The term comes from the dead man’s hand, the fabled poker hand containing both black aces and two eights. As the legend goes, the Old West gunfighter, lawman and gambler Wild Bill Hickok was holding the hand when he was murdered in 1876. Eddie Shore, an N.H.L. star in the 1920s and ’30s and later an A.H.L. owner and coach, is believed to have brought the term to hockey, adopting it to refer to players working their way back into the lineup.

The distinction has taken on new meaning in the modern N.H.L. as a promotion that tends to involve plenty of watching and waiting.

“Typically, the playoffs in the N.H.L. are so long that usually there’s a couple of guys who get banged up. So there’s always a good chance,” Carpenter said. “That’s pretty much what they told us. Just to be ready. You’ve got to look at it as a really good thing and a great opportunity.”

As remote as the opportunity may seem, there is a precedent for Black Aces getting the call in the Stanley Cup finals.
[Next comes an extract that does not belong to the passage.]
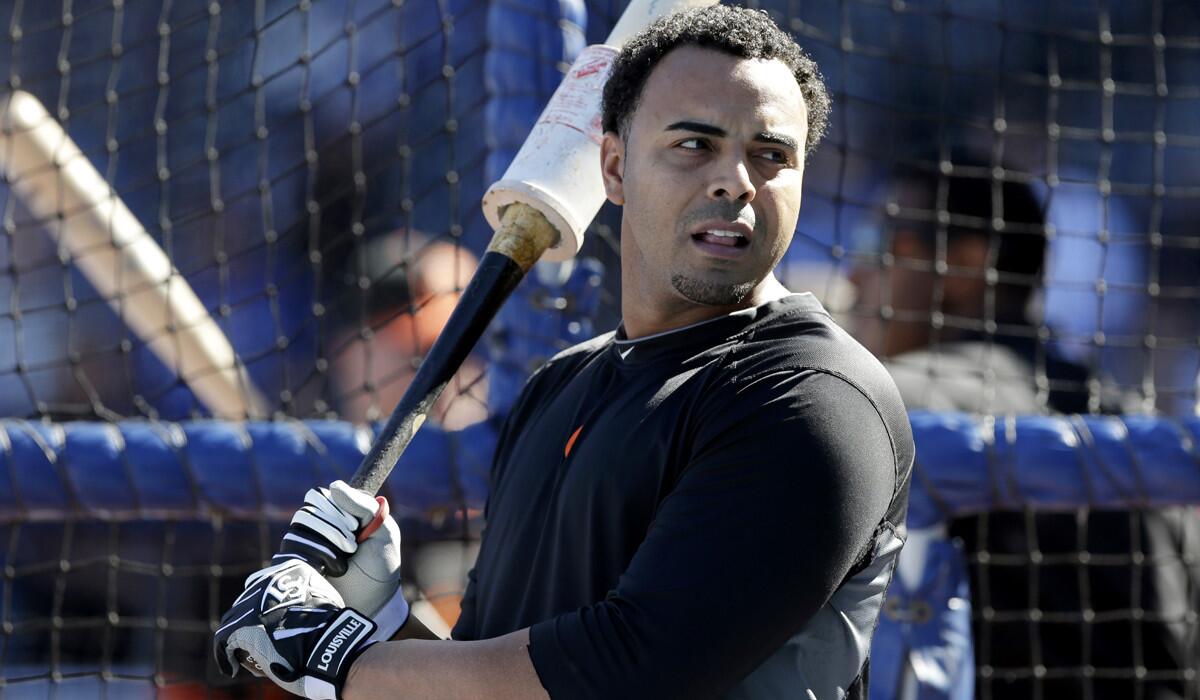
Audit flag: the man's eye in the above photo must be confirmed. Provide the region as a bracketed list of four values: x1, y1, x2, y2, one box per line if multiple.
[758, 150, 792, 166]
Earlier this season, Carpenter and Goldobin did not need to look too far to find a player who could attest as much.

Ben Smith spent much of this season playing with the Barracudas before being traded to the Toronto Maple Leafs on Feb. 27. But after beginning the 2013 playoffs as a Black Ace with the Chicago Blackhawks, Smith was thrust into duty in Boston against the Bruins in Game 3 of the finals because of an injury to Marian Hossa.